Kinohi encourages fellow graduate students to seek out a mentor early, even as soon as they begin their coursework. In his experience, great teachers often make great mentors, so the classroom presents a logical first point of contact. During two seminars with Assistant Professor of English, Matt Cohen, Kinohi found an ideal mentor for his needs. Nishikawa notes, “He made it a point to integrate discussion of course readings with the methodological particularities of my own research, even when those readings were only tangentially related to African American print culture.” Students, however, must continue to seek a professor’s expertise outside the classroom in order to cultivate a properly dialogic mentoring relationship in which mentor and student learn from each other and from each other’s work. For example, Kinohi has benefited from Cohen’s practice of forwarding relevant articles, chapters, and books to his colleagues whenever he comes across them in his work.

“A capstone moment in our mentoring relationship came last spring when Matt invited me to deliver two guest lectures on the likes of Frederick Douglass, Zora Neale Hurston, and Oprah Winfrey to his advanced undergraduate history of the book seminar,” observes Nishikawa. The lectures afforded Kinohi the opportunity to put into practice what he learned from Cohen and to receive encouraging feedback and support in the process. Experiences like these have shaped Kinohi’s view that “a mentor is what might be called the ‘primary enabler’ of a student’s becoming professional within his or her discipline or field of study.” Good mentors stress to their students the precise labor of envisioning one’s teaching and scholarship as continuous works-in-progress and help their students best situate their research interests and career ambitions in the academic institutional matrix.

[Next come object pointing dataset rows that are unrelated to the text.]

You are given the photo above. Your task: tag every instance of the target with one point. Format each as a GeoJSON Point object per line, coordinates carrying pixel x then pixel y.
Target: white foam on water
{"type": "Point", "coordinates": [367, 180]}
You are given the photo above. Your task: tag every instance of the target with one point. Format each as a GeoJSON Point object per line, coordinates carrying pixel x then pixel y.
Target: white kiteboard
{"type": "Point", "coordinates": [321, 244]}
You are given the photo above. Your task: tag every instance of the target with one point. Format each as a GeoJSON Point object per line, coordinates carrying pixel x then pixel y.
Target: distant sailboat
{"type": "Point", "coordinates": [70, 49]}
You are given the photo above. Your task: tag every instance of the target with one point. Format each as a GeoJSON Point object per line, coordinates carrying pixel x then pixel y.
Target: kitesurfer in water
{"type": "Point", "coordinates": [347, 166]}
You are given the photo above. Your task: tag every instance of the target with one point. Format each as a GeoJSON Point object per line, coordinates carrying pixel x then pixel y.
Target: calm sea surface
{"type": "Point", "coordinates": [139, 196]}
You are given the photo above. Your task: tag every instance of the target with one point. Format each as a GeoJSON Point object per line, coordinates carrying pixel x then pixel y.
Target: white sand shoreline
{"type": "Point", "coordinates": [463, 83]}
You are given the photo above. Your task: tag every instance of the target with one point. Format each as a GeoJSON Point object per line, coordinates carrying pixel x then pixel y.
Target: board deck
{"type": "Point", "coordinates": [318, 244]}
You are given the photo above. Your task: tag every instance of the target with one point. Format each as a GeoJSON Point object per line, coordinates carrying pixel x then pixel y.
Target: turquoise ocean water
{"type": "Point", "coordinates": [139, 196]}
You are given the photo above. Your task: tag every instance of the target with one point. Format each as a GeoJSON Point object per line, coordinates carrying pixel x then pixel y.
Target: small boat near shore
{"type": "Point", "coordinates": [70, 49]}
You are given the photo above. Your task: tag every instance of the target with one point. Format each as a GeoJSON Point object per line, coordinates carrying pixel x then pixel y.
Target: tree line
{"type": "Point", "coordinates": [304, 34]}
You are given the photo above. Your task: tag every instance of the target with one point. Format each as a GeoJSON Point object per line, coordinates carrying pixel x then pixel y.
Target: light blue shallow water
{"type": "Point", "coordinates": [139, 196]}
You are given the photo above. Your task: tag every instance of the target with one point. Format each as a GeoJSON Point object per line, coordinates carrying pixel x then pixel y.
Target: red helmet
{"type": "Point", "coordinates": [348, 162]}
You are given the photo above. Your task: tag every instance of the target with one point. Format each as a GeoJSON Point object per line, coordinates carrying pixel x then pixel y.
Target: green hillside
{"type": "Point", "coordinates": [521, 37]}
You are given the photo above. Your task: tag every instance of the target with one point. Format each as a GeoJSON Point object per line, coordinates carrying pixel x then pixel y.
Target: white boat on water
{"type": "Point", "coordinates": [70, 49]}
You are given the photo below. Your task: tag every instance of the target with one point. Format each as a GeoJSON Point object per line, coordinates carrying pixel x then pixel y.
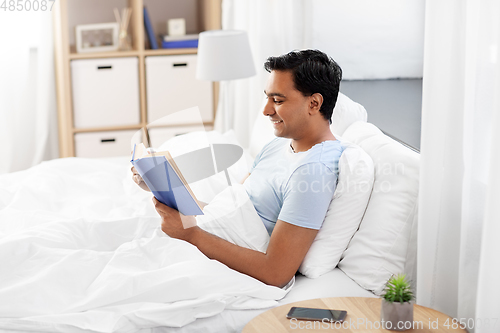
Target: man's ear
{"type": "Point", "coordinates": [316, 100]}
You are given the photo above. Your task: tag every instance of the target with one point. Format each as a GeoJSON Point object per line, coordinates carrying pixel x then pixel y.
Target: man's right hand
{"type": "Point", "coordinates": [138, 180]}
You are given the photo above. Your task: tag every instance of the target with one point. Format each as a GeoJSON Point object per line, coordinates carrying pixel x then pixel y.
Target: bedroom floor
{"type": "Point", "coordinates": [394, 106]}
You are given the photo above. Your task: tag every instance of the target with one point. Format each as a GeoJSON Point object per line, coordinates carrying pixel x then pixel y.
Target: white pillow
{"type": "Point", "coordinates": [344, 215]}
{"type": "Point", "coordinates": [345, 113]}
{"type": "Point", "coordinates": [232, 216]}
{"type": "Point", "coordinates": [380, 247]}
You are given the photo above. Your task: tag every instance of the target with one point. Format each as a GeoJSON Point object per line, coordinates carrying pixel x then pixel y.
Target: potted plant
{"type": "Point", "coordinates": [397, 308]}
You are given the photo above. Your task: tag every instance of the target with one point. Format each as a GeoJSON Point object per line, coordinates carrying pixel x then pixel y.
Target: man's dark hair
{"type": "Point", "coordinates": [313, 72]}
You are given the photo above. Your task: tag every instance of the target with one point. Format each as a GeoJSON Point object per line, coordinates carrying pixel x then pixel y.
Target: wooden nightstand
{"type": "Point", "coordinates": [363, 315]}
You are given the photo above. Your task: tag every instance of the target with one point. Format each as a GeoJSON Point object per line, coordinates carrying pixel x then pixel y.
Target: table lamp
{"type": "Point", "coordinates": [224, 55]}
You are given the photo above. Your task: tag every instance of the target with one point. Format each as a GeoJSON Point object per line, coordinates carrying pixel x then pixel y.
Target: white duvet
{"type": "Point", "coordinates": [81, 250]}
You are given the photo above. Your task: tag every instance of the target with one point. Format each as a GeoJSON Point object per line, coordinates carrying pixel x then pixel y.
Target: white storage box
{"type": "Point", "coordinates": [157, 136]}
{"type": "Point", "coordinates": [171, 86]}
{"type": "Point", "coordinates": [104, 144]}
{"type": "Point", "coordinates": [105, 92]}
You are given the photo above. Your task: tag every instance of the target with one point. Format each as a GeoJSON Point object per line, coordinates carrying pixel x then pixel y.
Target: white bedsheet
{"type": "Point", "coordinates": [81, 249]}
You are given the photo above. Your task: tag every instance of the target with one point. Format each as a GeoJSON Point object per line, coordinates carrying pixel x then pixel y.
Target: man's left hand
{"type": "Point", "coordinates": [173, 223]}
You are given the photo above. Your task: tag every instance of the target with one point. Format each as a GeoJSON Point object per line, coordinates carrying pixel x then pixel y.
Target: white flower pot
{"type": "Point", "coordinates": [396, 316]}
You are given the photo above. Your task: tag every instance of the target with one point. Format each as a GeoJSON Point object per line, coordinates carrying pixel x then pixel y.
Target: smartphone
{"type": "Point", "coordinates": [316, 314]}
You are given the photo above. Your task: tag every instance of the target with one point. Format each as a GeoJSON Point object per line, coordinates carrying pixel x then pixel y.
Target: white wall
{"type": "Point", "coordinates": [371, 39]}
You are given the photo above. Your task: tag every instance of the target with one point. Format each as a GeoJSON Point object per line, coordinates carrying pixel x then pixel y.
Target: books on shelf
{"type": "Point", "coordinates": [149, 30]}
{"type": "Point", "coordinates": [163, 177]}
{"type": "Point", "coordinates": [168, 38]}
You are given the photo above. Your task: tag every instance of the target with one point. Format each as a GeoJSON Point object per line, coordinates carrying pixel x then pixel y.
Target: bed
{"type": "Point", "coordinates": [81, 249]}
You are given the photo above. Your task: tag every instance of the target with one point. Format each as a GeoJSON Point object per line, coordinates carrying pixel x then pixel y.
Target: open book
{"type": "Point", "coordinates": [165, 180]}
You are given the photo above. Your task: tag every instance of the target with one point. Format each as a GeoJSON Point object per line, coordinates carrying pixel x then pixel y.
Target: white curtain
{"type": "Point", "coordinates": [459, 215]}
{"type": "Point", "coordinates": [28, 123]}
{"type": "Point", "coordinates": [274, 27]}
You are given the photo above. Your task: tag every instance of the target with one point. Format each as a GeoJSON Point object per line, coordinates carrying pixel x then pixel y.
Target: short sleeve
{"type": "Point", "coordinates": [307, 195]}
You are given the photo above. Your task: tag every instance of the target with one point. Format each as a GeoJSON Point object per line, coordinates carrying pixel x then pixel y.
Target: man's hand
{"type": "Point", "coordinates": [174, 223]}
{"type": "Point", "coordinates": [138, 180]}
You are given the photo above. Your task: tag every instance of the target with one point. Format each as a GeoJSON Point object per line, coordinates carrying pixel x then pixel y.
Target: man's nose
{"type": "Point", "coordinates": [268, 108]}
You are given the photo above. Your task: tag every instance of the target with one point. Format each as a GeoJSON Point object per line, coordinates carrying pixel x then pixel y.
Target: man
{"type": "Point", "coordinates": [293, 178]}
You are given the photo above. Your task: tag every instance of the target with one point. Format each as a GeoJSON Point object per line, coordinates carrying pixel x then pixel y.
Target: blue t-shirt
{"type": "Point", "coordinates": [294, 187]}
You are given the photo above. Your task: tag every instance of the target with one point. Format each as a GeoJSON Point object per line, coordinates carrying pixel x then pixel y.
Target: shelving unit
{"type": "Point", "coordinates": [203, 14]}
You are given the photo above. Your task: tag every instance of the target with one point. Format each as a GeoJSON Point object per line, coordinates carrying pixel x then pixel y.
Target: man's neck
{"type": "Point", "coordinates": [308, 141]}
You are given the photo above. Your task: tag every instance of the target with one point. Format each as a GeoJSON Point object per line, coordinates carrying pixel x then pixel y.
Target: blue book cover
{"type": "Point", "coordinates": [149, 30]}
{"type": "Point", "coordinates": [165, 181]}
{"type": "Point", "coordinates": [179, 44]}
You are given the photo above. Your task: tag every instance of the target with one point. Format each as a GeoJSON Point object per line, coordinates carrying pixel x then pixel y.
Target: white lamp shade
{"type": "Point", "coordinates": [224, 55]}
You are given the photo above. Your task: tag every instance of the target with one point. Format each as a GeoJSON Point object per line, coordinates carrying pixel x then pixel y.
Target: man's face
{"type": "Point", "coordinates": [286, 107]}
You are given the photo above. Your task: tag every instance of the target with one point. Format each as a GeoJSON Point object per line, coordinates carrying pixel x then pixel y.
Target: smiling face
{"type": "Point", "coordinates": [286, 107]}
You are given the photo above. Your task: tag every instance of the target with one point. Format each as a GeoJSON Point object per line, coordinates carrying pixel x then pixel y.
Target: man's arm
{"type": "Point", "coordinates": [287, 248]}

Along with pedagogy, Nishikawa cites “politics” and “the personal” as important components of faculty-student mentoring relationships. Mentors play a crucial political role in “helping a student understand the intellectual’s peculiar positioning in social relations—the ‘wider implications’ of one’s research, the ‘cultural value’ of one’s claims to knowledge.” Finally, mentors do their students a great personal service when they unveil “the very intimate, because individuated, stakes of one’s desire to become a professional within a particular disciplinary framework” by encouraging students to “interpret their research interests and intellectual investments as fundamental life choices.”

Matt Cohen

Assistant Professor, English

Kinohi is the kind of student that makes even an English teacher want to use platitudes to describe him. He’s always on time; he’s insightful; he’s always suggesting books to you to read. Just a couple of weeks ago I found a copy of Pidgin to da Max (a book of Hawaiian slang) in my box—a thoughtful gift following up a long conversation we’ve had about language, translation, and locality.

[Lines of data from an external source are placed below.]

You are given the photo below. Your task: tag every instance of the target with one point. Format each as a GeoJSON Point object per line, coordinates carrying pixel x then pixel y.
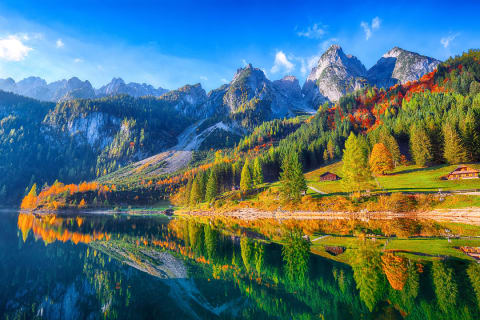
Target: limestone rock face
{"type": "Point", "coordinates": [118, 86]}
{"type": "Point", "coordinates": [335, 75]}
{"type": "Point", "coordinates": [400, 66]}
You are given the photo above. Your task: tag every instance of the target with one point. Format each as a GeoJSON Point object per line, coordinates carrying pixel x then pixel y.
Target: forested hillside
{"type": "Point", "coordinates": [79, 140]}
{"type": "Point", "coordinates": [430, 121]}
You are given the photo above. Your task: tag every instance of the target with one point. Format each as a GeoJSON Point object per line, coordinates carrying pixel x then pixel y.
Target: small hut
{"type": "Point", "coordinates": [329, 176]}
{"type": "Point", "coordinates": [463, 172]}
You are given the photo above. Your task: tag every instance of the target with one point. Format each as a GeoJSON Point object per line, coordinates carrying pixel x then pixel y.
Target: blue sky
{"type": "Point", "coordinates": [172, 43]}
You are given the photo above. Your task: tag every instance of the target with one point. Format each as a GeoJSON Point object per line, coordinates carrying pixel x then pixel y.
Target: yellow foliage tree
{"type": "Point", "coordinates": [381, 159]}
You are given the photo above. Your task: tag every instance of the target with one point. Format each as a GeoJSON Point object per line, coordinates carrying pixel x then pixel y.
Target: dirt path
{"type": "Point", "coordinates": [469, 215]}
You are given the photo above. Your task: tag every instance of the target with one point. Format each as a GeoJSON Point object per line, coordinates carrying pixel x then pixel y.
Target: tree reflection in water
{"type": "Point", "coordinates": [239, 276]}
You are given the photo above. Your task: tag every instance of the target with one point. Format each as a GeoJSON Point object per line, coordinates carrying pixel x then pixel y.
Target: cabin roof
{"type": "Point", "coordinates": [464, 169]}
{"type": "Point", "coordinates": [327, 173]}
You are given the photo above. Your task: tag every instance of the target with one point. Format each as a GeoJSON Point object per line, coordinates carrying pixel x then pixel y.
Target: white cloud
{"type": "Point", "coordinates": [445, 41]}
{"type": "Point", "coordinates": [314, 32]}
{"type": "Point", "coordinates": [327, 43]}
{"type": "Point", "coordinates": [13, 49]}
{"type": "Point", "coordinates": [369, 28]}
{"type": "Point", "coordinates": [282, 63]}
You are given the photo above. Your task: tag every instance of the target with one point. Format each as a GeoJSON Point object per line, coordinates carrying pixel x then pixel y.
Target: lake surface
{"type": "Point", "coordinates": [136, 267]}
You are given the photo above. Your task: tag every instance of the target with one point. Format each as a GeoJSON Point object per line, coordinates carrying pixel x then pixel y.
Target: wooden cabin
{"type": "Point", "coordinates": [463, 172]}
{"type": "Point", "coordinates": [329, 176]}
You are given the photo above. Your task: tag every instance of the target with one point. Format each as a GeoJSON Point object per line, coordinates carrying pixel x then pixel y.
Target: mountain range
{"type": "Point", "coordinates": [337, 73]}
{"type": "Point", "coordinates": [73, 131]}
{"type": "Point", "coordinates": [74, 88]}
{"type": "Point", "coordinates": [334, 75]}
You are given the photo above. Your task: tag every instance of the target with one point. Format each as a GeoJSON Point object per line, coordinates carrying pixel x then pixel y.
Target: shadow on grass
{"type": "Point", "coordinates": [419, 169]}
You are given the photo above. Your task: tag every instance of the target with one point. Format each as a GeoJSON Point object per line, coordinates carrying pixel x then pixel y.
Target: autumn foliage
{"type": "Point", "coordinates": [381, 159]}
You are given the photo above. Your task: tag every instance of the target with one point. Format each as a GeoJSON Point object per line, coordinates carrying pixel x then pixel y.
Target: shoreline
{"type": "Point", "coordinates": [466, 215]}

But this is to say that it is in the ways that he does not fit student-teacher dichotomies—either in his role as student or in his role as teacher, in my experience— that makes Kinohi so successful at both. Everyone is a potential intellectual partner for him; everyone (and I don’t just mean within the boundaries of Duke’s population) an interlocutor from whom interesting stuff is to be had if one asks the right questions. He’s certainly doing important scholarly work, in particular on the relationships between race and reading; but it is this ever-animated, unrestricted attitude of inquiry and engagement that makes Kinohi a joy to have as a colleague.